Queridos lectores, les cuento que he empezado una dieta. Me he inscrito a un nutrireto, con coach nutricional, grupo cerrado de facebook y hasta con un app donde mando la foto de las comidas que consumo. Recién he empezado el programa el lunes y dura todo un mes. Estoy súper motivada, pero no he encontrado algún postre en mi dieta. Y yo que soy tan dulcera, me resulta difícil continuar un régimen si es que no me dan un postrecito.

Asimismo, hace un par de semanas empecé un curso de Child Nutrition and Cooking en la Universidad de Stanford en el portal de Coursera. Y se me ha abierto frente a mis ojos un mundo de posibilidades respecto a los postres. Empecé a investigar por opciones light de postres y descubrí que hay un montooooón de recetas. Incluso se pueden dividir en varios tipos: light, saludables, para celiacos y para veganos.

Se viene en el blog una temporada de postres light: mousse de chocolate, chía pudding, helados, granola, etc. Pero sin olvidar los postres tradicionales. Mi esposo me ha pedido rosquitas de anis para este fin de semana.

El día de hoy les traigo una versión light de la leche asada peruana. Me quedó rica y es la primera vez que preparo postres con edulcorante y leche sin grasa. Espero les guste.

INGREDIENTES DE LA VERSIÓN LIGHT

1 litro de leche fresca descremada (en caso de usar leche evaporada «roja» o descremada, utilizamos 400 ml de leche evaporada y 500 ml de agua)

5 – 6 huevos

1 cucharadita de vainilla

Edulcorante al gusto (yo usé 10 sobrecitos de stevia, pero depende de la intensidad de cada endulzante puedes usar más o menos sobres)

Opcional: miel (estuve investigando y sí ayuda a la pérdida de pesa en cantidades moderadas)

PREPARACIÓN

Mezclamos en un bowl la leche, los huevos, la vainilla, y el edulcorante. Empecé con 5 sobrecitos, pero necesitaba más. Así que terminé en 10 sobres. Depende de cada marca de edulcorante. Hay que ir probando hasta que quede dulce.

Mezclamos con cuidado con la ayuda de un batidor de mano y rompemos las yemas y la liga de las claras. Nos tomará unos pocos minutos y mucha paciencia.

A continuación pasamos nuestra mezcla por un colador y servimos en dulceras resistentes al calor.

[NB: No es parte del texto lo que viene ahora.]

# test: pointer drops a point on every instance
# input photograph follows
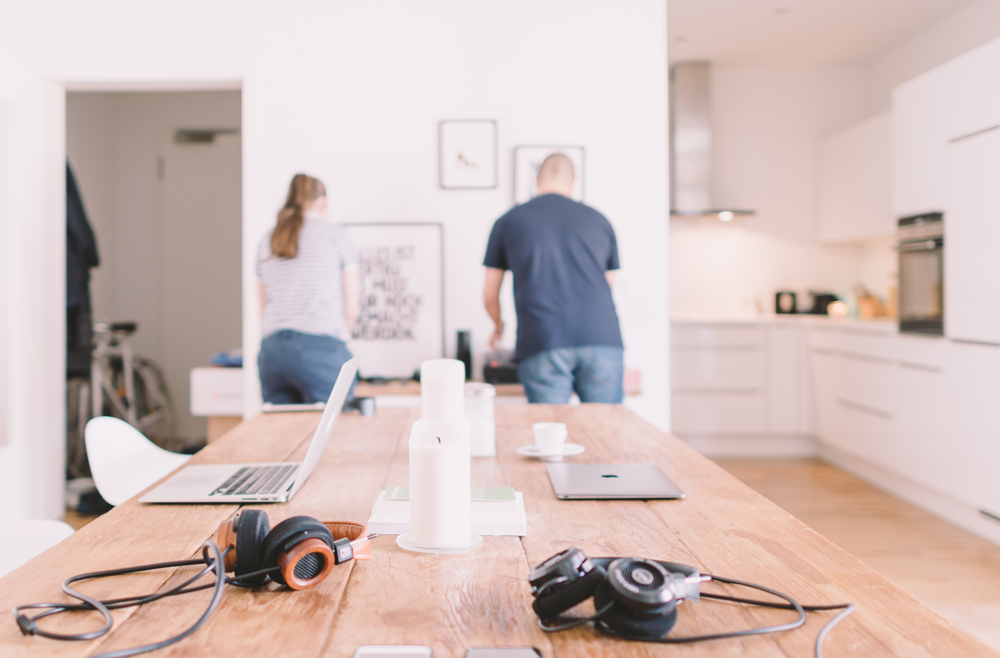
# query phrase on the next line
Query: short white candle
(442, 389)
(440, 484)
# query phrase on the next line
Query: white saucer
(568, 450)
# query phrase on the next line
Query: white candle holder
(440, 489)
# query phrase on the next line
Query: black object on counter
(500, 369)
(365, 406)
(463, 351)
(821, 300)
(784, 302)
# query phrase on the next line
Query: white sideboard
(912, 414)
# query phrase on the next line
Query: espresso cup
(549, 437)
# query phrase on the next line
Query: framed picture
(527, 161)
(401, 319)
(468, 154)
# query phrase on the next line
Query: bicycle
(126, 386)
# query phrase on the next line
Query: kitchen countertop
(884, 325)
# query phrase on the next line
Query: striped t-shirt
(306, 293)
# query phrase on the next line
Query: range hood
(691, 144)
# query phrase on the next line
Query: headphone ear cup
(303, 549)
(251, 530)
(551, 605)
(621, 621)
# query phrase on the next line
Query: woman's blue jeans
(297, 368)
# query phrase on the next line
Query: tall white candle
(440, 483)
(442, 389)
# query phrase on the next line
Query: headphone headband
(350, 540)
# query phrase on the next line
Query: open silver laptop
(611, 482)
(259, 483)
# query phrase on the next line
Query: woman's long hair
(285, 238)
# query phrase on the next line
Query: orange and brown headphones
(299, 552)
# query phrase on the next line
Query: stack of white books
(495, 511)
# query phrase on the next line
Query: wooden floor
(954, 572)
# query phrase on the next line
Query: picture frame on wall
(401, 317)
(467, 154)
(527, 161)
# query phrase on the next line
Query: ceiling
(796, 32)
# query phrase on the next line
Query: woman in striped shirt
(309, 287)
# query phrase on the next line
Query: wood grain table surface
(479, 598)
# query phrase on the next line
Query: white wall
(967, 28)
(354, 95)
(767, 123)
(114, 142)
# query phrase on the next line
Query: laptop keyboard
(256, 480)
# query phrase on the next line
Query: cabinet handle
(865, 357)
(974, 134)
(716, 391)
(968, 341)
(865, 409)
(917, 366)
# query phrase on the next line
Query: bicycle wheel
(154, 405)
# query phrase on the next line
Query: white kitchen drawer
(730, 414)
(829, 339)
(217, 391)
(826, 380)
(871, 345)
(685, 334)
(717, 368)
(921, 352)
(869, 383)
(867, 432)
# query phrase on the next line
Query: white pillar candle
(442, 389)
(440, 484)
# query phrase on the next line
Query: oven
(921, 273)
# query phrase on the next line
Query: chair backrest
(123, 461)
(22, 540)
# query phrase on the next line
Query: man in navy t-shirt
(563, 256)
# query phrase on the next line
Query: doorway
(159, 174)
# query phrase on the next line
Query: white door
(200, 262)
(972, 235)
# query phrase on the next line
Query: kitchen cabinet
(953, 100)
(737, 380)
(920, 408)
(855, 182)
(972, 235)
(967, 460)
(919, 139)
(717, 379)
(975, 101)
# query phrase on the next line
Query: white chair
(123, 461)
(22, 540)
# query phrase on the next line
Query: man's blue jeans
(595, 373)
(300, 368)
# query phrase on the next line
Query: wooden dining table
(481, 598)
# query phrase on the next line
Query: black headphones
(299, 552)
(638, 598)
(633, 596)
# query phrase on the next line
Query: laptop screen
(333, 406)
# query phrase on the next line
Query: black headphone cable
(29, 625)
(846, 609)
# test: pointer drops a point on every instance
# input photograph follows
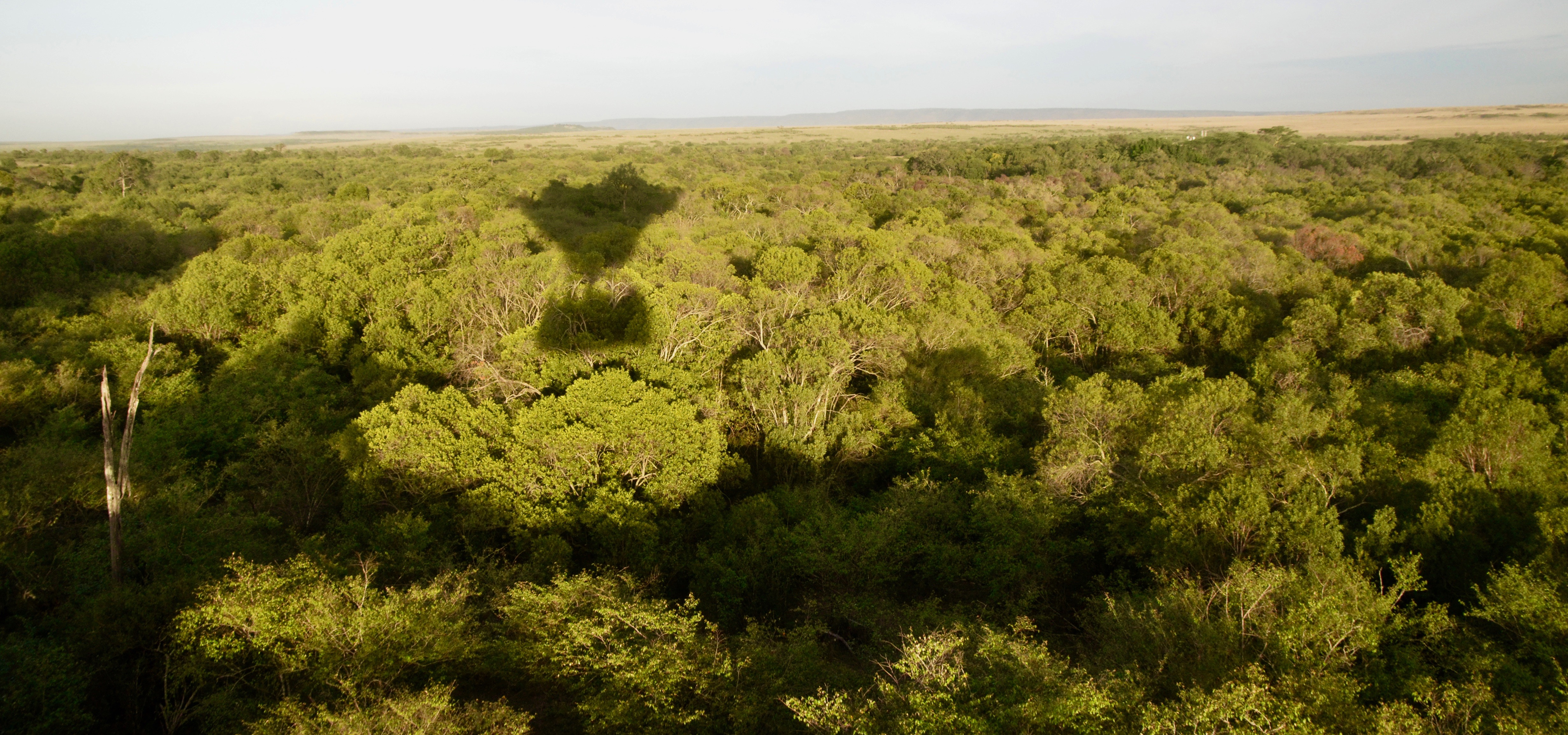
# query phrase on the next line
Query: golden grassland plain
(1368, 128)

Llevamos al horno por 1 hora o 1:10 a una temperatura de 180° C a baño maría. Es decir, colocamos los recipientes de nuestra leche asada en una fuente que tenga un poco de altura y luego le colocamos un par de centímetros de agua. Colocamos la bandeja en la parte del medio del horno.

Estoy horneando con un horno eléctrico y he elegido la opción de calor arriba y abajo al mismo tiempo. Pero si tienes un horno de cocina o no tienes esa opción, no te preocupes. Hornea normal con el calor por abajo, pero los últimos 10 minutos utiliza la opción de gratinador para que te quede esa capa quemadita encima. No te olvides de colocar los envases en la parte del medio del horno.

Retiras la leche asada del horno y dejamos enfriar en una rejilla.

Si pruebas una leche asada, podrás darte cuenta que el edulcorante ha llorado. Eso significa que hay gotas de agua que contiene el sabor dulce del edulcorante. Puede ser por el tipo de edulcorante utilizado, hay en polvo, en gotas. No te preocupes, el sabor dulce está ahí.

Asimismo, es altamente recomendable agregarle encima de la capa quemadita, una cucharadita de miel justo antes de servir. No saben la diferencia que hace. Es demasiado rico.

A mi hija de seis años le encantó e incluso decoró su leche asada con un poco de frutas.

Espero puedan preparar esta receta en casa y disfruten este postre sin culpa.